O porta joia parecia feito de genuíno casco de tartaruga, o material pulsando entre as mãos deles, que o seguravam firmemente, receosos de que fosse uma miragem delirante de ambos. Firmando a ponta de um dos dedos da luva entre os dentes, Neslihan puxou-a delicadamente, descobrindo os dígitos, que imediatamente protestaram a temperatura negativa. Tremulando, apalpou o calor que parecia emanar, até encontrar um pequeno botão, que fez a tampa se abrir lentamente, o mecanismo certamente enrijecido pelo tempo e frio. Aninhado no veludo tão escuro como a noite, o broche descansava. Assim que tocaram o marfim que formava a delicada rosa, o mundo cessava. Os flocos de neve suspensos por meros segundos, as orbes deles presas umas às outras, castanhas às azuis. Um peso antigo que a eles não pertencia se espalhava pelo corpo de cada um, os paralisando por milésimos, antes de todas as sensações retornarem em um ímpeto, os sufocando momentaneamente. Haviam encontrado a relíquia. Imediatamente a mulher dispensava a experiência que beirava o sobrenatural como puro alívio percorrendo o sangue.
O que poderia ser descrito como euforia tomava as reações de Neslihan, que se atirava ao abraço de Aaron no mesmo instante. O sorriso era contagiante, e eles comemoravam, não importava que logo precisariam enfrentar o processo todo novamente, agora com a adição dos compassos digitais e telefones defeituosos. Os lábios entreabriam para comemorar, quando tudo ruiu.
O estalo foi a única coisa que deu tempo de ouvir antes de tudo se partir. O gelo cedia rápido demais, e num instinto, Aaron se colocava na frente de Nes. O chão sumiu sob seus pés e ele sentiu a queda. O impacto foi violento. Um som seco, um choque cortante no corpo inteiro.

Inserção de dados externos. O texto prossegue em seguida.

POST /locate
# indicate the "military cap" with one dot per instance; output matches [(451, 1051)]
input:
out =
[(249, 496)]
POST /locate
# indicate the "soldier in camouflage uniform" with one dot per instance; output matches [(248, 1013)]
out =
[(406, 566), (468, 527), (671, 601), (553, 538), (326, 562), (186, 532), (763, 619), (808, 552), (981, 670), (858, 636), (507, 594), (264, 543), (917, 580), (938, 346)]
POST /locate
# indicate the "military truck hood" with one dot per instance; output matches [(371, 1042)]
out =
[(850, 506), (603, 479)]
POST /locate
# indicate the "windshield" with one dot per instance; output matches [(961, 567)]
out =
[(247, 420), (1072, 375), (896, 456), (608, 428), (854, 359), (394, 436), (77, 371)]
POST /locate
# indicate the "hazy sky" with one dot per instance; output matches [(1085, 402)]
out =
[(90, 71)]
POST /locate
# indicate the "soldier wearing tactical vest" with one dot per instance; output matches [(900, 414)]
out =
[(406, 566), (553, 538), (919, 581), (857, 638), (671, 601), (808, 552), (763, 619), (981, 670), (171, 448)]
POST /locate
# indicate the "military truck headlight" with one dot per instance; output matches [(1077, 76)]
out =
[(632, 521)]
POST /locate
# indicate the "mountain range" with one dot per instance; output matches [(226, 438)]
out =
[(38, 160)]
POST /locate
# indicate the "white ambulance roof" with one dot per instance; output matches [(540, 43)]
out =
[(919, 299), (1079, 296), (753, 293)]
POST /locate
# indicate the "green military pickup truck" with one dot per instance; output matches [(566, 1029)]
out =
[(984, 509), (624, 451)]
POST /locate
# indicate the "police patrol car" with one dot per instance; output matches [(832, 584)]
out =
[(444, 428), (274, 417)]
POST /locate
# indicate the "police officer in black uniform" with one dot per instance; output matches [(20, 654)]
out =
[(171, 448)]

Algo cortou seu rosto, a dor latejante na perna indicava que algo estava quebrado. E a cabeça... Ele piscou, tonto, tentando se manter acordado. O frio mordia sua pele, a névoa ao redor parecia engolir tudo.
Com o grito que escapava dela ainda ecoando, o baque era amortecido pelo corpo de Aaron. Por longos instantes, tudo parecia girar. A destra descoberta ardendo como se a tivesse colocado no fogo, o ombro esquerdo pulsando como se o coração dentro do peito tivesse se deslocado para o local. E então algo úmido e pegajoso alcançava a palma ainda queimando.
A única coisa que importava era ela. ❝ Nessie... ❞ Ele tentou falar, a voz rouca, quase inaudível.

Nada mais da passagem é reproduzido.